As the gas industry continues its infrastructure build-out to tap unconventional and Rockies supplies as well as accommodate growing imports of liquefied natural gas (LNG), two things will go hand in hand: pipelines and storage, according to at least one industry executive.
“Demand for storage is going to lead to demand for pipe, and demand for pipe is going to lead to demand for storage. These two infrastructure vehicles are going to be tied closely together. It’s not going to make much sense to talk about them standing alone,” Patrick Johnson, El Paso Pipeline Group vice president for strategy, recently told a Houston audience.

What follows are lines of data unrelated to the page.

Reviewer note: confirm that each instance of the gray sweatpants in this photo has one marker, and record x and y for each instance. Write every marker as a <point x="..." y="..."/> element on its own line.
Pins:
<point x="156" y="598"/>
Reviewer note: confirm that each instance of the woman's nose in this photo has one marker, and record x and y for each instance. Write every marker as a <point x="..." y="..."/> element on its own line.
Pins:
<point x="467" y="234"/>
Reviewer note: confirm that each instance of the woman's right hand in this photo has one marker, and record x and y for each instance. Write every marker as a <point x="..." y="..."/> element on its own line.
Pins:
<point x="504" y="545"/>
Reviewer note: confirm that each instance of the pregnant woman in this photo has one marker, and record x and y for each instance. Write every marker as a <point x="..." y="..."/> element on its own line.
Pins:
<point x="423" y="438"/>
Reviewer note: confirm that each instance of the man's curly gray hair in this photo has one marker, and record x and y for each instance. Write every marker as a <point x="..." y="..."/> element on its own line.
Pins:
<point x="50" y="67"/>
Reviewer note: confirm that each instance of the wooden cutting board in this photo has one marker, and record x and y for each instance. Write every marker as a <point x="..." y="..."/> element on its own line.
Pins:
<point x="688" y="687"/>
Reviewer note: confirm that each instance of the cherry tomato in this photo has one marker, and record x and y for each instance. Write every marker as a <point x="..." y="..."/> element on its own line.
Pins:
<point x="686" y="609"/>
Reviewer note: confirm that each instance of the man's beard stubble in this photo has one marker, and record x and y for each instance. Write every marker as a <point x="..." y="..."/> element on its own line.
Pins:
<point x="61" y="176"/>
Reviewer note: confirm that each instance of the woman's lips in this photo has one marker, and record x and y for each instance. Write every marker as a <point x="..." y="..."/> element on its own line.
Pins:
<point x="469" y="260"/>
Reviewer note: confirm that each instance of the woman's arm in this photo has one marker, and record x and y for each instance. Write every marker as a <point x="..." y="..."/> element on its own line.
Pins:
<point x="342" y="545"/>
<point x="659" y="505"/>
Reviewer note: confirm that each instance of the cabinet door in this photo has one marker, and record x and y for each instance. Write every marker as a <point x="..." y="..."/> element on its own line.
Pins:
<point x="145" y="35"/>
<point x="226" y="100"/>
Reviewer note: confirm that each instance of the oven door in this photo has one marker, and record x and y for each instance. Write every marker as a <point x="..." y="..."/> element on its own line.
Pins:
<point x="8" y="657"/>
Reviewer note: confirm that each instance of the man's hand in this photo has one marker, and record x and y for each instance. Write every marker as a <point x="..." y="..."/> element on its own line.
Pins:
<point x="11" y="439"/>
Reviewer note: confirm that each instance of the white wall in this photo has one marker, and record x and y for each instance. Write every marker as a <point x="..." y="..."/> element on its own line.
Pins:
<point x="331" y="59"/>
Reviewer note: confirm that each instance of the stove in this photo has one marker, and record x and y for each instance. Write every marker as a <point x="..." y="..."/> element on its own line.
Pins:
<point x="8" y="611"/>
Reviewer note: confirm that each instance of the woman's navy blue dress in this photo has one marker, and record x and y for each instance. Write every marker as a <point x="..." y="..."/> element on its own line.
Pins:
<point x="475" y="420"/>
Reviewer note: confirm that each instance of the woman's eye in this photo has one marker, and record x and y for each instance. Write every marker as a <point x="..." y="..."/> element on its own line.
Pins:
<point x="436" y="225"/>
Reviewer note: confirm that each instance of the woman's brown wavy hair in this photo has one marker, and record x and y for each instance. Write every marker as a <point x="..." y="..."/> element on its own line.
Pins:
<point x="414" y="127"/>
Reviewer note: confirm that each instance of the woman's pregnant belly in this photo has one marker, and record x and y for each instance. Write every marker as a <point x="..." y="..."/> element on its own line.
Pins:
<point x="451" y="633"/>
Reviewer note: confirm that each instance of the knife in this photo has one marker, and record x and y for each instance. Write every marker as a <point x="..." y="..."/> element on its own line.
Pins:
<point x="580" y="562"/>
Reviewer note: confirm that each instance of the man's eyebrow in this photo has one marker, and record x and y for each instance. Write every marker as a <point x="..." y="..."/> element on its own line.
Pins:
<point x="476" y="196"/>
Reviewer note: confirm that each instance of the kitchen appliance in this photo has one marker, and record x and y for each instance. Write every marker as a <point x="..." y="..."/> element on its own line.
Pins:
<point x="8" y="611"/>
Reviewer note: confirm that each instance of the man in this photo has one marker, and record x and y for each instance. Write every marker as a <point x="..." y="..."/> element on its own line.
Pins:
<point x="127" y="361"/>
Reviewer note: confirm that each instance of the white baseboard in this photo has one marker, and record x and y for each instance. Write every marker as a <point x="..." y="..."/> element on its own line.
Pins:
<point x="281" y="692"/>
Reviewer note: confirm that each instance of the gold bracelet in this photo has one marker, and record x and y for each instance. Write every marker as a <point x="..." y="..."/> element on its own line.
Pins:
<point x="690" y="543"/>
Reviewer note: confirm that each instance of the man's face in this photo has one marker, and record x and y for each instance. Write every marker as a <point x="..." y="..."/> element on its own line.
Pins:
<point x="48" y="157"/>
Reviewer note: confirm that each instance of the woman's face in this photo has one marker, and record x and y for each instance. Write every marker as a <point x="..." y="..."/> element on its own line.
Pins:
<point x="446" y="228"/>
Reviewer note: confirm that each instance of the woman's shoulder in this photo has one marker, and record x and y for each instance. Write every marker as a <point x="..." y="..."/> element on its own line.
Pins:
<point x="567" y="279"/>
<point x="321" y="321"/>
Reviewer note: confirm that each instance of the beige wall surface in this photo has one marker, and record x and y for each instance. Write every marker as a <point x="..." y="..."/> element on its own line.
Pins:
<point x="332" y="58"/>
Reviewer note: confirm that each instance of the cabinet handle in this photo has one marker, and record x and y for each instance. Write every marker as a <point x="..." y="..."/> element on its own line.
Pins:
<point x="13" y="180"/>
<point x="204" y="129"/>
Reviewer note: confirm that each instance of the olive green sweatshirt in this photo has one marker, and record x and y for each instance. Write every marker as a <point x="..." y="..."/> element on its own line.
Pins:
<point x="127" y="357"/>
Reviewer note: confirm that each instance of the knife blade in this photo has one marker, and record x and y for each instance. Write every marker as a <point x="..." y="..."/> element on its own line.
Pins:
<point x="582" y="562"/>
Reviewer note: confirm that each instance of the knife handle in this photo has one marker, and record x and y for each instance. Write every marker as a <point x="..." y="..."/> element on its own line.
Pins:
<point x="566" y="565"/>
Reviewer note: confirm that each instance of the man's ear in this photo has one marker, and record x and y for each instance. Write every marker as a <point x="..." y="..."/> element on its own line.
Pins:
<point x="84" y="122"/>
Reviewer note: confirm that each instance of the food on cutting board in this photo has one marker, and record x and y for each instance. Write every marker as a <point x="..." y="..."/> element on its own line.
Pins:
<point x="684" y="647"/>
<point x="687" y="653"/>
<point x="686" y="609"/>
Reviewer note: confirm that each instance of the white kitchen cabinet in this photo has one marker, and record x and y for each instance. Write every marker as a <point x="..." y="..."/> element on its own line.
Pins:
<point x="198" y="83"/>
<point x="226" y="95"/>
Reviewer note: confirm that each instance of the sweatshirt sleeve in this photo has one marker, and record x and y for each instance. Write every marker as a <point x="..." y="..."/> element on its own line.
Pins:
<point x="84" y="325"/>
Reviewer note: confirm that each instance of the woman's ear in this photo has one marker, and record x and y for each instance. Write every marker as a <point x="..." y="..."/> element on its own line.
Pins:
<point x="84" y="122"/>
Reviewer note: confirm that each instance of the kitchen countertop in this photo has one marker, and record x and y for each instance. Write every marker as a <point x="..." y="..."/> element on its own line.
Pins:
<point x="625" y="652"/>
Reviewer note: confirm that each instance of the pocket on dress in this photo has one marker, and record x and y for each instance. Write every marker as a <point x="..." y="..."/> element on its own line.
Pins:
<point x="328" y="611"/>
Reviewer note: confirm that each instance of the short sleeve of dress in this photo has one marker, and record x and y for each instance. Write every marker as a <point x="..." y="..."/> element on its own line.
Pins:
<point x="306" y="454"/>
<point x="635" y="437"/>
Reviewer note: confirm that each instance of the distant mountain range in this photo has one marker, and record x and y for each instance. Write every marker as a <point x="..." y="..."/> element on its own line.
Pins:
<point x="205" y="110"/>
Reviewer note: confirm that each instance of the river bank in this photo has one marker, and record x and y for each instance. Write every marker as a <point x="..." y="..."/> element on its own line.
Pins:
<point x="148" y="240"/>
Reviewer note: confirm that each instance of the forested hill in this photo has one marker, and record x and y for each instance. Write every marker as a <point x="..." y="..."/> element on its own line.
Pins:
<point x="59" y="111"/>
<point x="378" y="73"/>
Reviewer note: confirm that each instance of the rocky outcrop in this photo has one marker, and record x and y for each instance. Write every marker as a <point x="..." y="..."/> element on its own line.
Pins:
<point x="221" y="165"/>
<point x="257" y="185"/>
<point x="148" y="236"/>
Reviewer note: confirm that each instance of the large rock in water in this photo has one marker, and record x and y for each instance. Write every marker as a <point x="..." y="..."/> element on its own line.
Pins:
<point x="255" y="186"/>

The gas industry is “wired for growth” for the next five years on the strength of gas-fired power generation, and depending upon what happens with coal-fired and nuclear generation that could be the next 10 to 15 years, Johnson told attendees at the Platts second annual Pipeline Development and Expansion conference. Economic growth is driving electricity demand, which is powering gas demand, he explained.
Couple this growing demand picture with shifting supply sources. Far less gas will be coming to the United States from Canada in the years ahead as Canadians burn more of their own gas. Add growing supplies from the Rockies and Midcontinent, and the “shift in supply and location of demand drives demand for new infrastructure, pipe and storage,” Johnson said. “Demand is occurring in a lot of places where there isn’t a lot of local supply and there isn’t a lot of storage.”
Shifting supply, particularly from LNG, and changing demand patterns will create a lot more volatility, which is a basic value driver for new infrastructure, Johnson said. “These trends blend together to influence the value of infrastructure. Pipelines and storage become complementary capacity. You don’t have one without the other, and the demands that drive one drive the other.”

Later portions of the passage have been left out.